The U.S. Department of Agriculture (USDA) has imposed sanctions on four produce businesses for failing to meet contractual obligations to the sellers of produce they purchased and failing to pay reparation awards issued under the Perishable Agricultural Commodities Act (PACA). These sanctions include suspending the businesses’ PACA licenses and barring the principal operators of the businesses from engaging in PACA-licensed business or other activities without approval from USDA.
The following businesses and individuals are currently restricted from operating in the produce industry:
Fresh Florida Products Inc., operating out of Tampa, Florida, for failing to pay a $70,617 award in favor of a Texas seller. As of the issuance date of the reparation order, Tareq Damra was listed as the officer, director and major stockholder of the business.
Quality Foods Produce Inc., operating out of Port St. Lucie, Florida, for failing to pay a $32,302 award in favor of a Utah seller. As of the issuance date of the reparation order, Jose Perez was listed as the officer, director and major stockholder of the business.
US Fresh Corp., operating out of Bronx, New York, for failing to pay a $33,616 award in favor of a Texas seller. As of the issuance date of the reparation order, Gonzalo Jaramillo was listed as the officer, director and major stockholder of the business.
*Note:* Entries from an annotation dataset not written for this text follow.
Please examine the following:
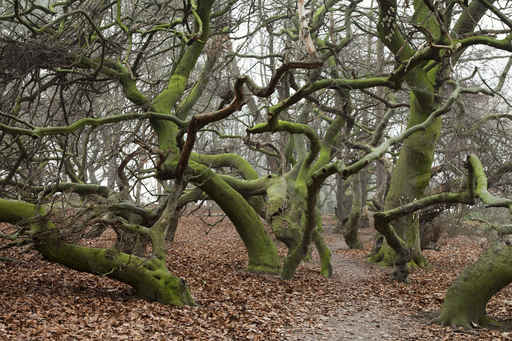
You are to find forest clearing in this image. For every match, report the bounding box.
[0,216,512,340]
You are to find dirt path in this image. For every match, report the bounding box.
[288,230,425,341]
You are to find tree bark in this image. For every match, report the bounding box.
[438,240,512,328]
[0,199,194,306]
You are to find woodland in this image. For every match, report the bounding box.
[0,0,512,340]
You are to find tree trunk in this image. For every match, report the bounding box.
[0,199,194,306]
[438,241,512,328]
[35,237,194,306]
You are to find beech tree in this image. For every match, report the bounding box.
[0,0,512,321]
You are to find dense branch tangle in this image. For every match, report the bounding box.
[0,0,510,314]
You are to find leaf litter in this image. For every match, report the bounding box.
[0,216,512,340]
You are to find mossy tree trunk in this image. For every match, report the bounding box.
[370,0,500,265]
[370,0,441,265]
[0,199,194,306]
[438,240,512,328]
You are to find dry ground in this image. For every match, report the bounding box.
[0,217,512,340]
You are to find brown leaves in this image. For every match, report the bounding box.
[0,217,512,340]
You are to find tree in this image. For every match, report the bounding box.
[0,0,510,316]
[372,0,510,265]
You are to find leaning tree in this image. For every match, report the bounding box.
[0,0,511,318]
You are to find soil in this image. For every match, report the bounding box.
[0,215,512,341]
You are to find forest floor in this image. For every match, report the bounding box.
[0,217,512,340]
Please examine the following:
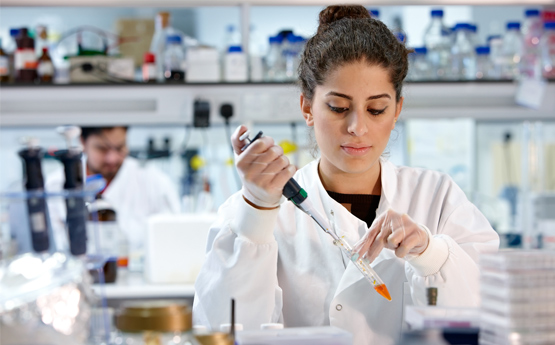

The Great Produce LLC, operating out of Pharr, Texas, for failing to pay a $46,232 award in favor of a Texas seller. As of the issuance date of the reparation order, Juan Jose Hernandez Perez, Javier Torres Sesin, Yamil Torres Tanus and Juan Carlos Cruz Castro were listed as members of the business.
PACA provides an administrative forum to handle disputes involving produce transactions; this may result in USDA’s issuance of a reparation order that requires damages to be paid by those not meeting their contractual obligations in buying and selling fresh and frozen fruits and vegetables. USDA is required to suspend the license or impose sanctions on an unlicensed business that fails to pay PACA reparations awarded against it as well as impose restrictions against those principals determined to be responsibly connected to the business when the order is issued. Those individuals, including sole proprietors, partners, members, managers, officers, directors or major stockholders, may not be employed by or affiliated with any PACA licensee without USDA approval.
By issuing these penalties, USDA continues to enforce the prompt and full payment for produce while protecting the rights of sellers and buyers in the marketplace.